Unconfigured Ad

Collapse
X
 
  • Filter
  • Time
  • Show
Clear All
new posts
  • gandalf886
    Member
    • Feb 2013
    • 11

    htseq-count low count problem

    Hi guys,

    I am looking at some RNA-seq data using DEseq2, before this I need to get a count table for each gene.

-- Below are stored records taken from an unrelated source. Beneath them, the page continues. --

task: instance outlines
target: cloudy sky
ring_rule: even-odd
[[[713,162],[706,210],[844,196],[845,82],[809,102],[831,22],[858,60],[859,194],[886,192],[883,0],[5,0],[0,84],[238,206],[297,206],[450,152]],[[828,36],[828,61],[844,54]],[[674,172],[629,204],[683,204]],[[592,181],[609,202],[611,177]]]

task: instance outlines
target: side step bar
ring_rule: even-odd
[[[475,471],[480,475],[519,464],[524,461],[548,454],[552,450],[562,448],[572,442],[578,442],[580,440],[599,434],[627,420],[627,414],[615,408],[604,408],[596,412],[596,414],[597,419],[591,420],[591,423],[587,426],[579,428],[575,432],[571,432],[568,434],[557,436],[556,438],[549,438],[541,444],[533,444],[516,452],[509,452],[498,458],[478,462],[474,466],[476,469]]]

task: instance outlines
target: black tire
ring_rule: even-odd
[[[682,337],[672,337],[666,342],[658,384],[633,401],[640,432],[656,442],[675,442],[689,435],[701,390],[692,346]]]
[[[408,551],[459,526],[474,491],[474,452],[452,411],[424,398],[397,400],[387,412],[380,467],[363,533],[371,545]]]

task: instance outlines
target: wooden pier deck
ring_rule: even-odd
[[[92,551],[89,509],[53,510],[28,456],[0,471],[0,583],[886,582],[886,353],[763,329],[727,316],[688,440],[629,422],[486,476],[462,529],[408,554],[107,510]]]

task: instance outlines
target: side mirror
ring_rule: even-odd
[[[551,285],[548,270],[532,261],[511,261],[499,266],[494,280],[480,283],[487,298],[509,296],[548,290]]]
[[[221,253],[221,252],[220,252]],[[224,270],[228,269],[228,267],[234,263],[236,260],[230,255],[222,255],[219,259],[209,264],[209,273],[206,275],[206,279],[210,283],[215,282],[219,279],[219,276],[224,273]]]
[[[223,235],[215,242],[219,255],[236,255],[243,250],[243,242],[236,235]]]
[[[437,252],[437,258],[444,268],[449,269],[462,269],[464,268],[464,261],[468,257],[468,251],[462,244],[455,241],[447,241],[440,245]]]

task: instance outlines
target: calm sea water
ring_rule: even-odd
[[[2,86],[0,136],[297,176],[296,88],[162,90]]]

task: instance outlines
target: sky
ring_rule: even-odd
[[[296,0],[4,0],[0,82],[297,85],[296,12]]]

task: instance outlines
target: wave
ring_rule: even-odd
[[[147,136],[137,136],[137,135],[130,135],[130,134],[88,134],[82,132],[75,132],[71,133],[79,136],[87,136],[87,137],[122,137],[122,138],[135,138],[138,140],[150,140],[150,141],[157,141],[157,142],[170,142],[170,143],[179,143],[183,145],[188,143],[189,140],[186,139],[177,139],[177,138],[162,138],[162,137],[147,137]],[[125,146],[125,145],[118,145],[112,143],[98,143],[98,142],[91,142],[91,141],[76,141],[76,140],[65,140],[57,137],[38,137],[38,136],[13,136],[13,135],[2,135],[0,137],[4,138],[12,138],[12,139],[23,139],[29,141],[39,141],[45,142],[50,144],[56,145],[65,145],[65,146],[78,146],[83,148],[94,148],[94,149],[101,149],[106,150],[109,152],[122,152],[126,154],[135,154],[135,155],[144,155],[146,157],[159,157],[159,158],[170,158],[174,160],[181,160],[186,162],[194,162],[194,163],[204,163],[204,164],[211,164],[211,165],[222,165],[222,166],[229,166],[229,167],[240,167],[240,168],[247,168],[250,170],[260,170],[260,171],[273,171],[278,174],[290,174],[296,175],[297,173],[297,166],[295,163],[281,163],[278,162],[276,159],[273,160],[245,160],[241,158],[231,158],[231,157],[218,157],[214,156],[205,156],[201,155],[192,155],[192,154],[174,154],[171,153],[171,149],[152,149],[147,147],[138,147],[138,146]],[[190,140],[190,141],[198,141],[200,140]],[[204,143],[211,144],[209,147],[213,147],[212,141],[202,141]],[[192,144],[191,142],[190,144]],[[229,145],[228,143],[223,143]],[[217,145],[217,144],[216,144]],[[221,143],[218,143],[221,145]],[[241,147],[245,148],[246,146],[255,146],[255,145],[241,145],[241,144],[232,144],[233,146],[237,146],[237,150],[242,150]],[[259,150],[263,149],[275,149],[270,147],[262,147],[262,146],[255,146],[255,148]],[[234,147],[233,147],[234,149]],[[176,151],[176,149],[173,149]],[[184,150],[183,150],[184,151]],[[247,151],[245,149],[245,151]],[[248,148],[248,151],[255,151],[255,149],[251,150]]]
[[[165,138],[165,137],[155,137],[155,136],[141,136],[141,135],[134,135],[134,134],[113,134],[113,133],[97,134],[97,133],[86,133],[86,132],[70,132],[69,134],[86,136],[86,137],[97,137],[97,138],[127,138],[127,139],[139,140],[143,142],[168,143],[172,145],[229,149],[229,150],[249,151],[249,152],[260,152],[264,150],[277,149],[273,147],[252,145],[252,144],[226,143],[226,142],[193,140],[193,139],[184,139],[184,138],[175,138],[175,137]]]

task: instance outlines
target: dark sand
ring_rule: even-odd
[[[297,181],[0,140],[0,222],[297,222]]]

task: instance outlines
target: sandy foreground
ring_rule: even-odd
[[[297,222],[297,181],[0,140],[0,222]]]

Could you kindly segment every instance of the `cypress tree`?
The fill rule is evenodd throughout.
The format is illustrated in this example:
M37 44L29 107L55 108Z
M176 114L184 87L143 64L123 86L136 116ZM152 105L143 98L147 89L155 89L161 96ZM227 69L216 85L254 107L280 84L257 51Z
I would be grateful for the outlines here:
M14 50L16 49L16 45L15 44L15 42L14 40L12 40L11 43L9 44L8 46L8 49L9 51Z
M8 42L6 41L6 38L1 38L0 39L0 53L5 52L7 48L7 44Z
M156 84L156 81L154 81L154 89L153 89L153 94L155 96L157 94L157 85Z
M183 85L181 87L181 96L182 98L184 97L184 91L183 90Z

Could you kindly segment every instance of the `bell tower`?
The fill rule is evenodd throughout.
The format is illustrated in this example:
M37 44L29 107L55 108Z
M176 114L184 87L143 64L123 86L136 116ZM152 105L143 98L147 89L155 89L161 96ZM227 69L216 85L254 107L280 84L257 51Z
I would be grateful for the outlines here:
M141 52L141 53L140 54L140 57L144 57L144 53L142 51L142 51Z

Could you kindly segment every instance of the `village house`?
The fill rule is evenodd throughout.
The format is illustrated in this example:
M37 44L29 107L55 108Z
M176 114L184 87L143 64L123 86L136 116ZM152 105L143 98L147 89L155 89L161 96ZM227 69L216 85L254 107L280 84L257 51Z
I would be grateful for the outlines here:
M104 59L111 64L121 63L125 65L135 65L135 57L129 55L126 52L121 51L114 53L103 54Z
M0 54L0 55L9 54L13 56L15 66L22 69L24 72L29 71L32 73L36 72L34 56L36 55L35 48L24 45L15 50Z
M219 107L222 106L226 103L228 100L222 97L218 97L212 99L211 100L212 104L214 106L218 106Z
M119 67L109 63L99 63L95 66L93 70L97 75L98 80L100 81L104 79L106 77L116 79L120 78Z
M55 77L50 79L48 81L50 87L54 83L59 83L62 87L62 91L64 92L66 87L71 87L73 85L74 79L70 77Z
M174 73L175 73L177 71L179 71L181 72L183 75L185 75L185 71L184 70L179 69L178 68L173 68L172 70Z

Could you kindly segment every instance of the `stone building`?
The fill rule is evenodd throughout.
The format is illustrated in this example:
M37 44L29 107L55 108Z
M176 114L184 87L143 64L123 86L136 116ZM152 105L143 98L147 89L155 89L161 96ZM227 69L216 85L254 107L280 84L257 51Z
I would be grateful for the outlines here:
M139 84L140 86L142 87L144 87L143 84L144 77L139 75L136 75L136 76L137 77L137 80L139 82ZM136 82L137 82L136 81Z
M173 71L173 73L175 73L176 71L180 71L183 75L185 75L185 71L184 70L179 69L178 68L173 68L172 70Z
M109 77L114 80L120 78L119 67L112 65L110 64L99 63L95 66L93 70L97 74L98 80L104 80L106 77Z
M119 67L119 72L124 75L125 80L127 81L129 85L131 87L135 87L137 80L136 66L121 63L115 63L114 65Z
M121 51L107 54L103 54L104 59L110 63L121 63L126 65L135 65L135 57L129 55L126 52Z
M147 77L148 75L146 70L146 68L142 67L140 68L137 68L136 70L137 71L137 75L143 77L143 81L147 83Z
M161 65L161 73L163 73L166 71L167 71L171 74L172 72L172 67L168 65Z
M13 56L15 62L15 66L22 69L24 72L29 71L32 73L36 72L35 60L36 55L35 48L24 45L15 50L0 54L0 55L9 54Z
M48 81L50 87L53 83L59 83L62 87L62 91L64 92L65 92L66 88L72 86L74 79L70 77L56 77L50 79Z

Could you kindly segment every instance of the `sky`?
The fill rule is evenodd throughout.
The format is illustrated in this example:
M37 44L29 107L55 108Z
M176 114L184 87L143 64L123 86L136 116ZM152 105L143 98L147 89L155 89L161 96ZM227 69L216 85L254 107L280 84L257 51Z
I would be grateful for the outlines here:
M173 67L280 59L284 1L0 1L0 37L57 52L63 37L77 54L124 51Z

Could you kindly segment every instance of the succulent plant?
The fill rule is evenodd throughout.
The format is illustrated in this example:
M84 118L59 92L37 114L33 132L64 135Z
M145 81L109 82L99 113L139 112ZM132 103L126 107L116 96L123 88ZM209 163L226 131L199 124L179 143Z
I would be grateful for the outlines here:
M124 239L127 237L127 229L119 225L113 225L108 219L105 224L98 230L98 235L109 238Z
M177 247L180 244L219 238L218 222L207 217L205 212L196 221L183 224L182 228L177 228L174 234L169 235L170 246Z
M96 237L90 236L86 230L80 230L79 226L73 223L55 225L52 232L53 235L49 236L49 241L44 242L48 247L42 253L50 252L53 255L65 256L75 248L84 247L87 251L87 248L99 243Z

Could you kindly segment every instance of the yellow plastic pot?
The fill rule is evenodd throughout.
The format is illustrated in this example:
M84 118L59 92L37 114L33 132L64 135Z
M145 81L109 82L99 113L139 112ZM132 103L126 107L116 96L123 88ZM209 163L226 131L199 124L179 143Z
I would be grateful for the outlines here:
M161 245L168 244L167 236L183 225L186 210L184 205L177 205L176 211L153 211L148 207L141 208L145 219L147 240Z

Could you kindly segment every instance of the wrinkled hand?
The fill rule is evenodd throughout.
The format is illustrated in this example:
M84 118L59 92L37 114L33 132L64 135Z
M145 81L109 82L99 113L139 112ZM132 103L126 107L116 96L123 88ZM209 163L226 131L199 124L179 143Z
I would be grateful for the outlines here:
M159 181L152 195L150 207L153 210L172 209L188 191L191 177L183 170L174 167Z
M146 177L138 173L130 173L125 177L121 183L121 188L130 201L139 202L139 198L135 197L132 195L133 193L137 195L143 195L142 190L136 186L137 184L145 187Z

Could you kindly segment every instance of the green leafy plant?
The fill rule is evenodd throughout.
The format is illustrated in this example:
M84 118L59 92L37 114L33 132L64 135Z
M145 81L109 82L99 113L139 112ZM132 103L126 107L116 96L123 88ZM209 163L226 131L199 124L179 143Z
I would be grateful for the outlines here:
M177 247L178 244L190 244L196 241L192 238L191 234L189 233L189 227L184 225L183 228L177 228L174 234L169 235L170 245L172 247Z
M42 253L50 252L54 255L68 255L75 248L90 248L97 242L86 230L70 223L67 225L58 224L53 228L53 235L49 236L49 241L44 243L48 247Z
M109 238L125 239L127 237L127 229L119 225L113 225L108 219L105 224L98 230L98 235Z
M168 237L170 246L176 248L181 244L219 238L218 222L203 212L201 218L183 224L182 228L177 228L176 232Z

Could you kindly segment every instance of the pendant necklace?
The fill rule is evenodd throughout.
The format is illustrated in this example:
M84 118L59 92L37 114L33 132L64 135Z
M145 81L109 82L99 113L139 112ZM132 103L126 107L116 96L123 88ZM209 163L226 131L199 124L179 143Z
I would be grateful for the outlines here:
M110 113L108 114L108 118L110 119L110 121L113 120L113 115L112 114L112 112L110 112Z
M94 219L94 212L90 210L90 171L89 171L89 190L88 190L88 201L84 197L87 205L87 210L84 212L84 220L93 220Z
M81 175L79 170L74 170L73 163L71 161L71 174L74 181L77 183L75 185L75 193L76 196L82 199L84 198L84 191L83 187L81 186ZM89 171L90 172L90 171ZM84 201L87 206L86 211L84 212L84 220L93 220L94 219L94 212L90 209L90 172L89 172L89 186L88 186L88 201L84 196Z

    here is what i have done:

    mapped the stranded, paired-end reads to transcriptome using tophat2:
    Code:
    tophat -p 12 -r 60 -o $out --transcriptome-only --no-novel-juncs --no-coverage-search --library-type fr-firststrand --transcriptome-ind
    ex=$known $hg19 lane1.1.repaa_val_1.fq lane1.2.repaa_val_2.fq
    I got about 6.5 million mapped pairs, which is about 50% of the input reads.

    then i took the mapped reads and count them against a gtf table

    Code:
    htseq-count -f bam -r pos -t exon -i gene_id accepted_hits.bam hg19.gtf > accepted_hits.bam.counts
    I got 0.4 million reads counted into the table and the number of no feature reads is about 13 million.

    I tried to sort the bam files using samtools and use -r name option in the htseq-count line but it also didn't work.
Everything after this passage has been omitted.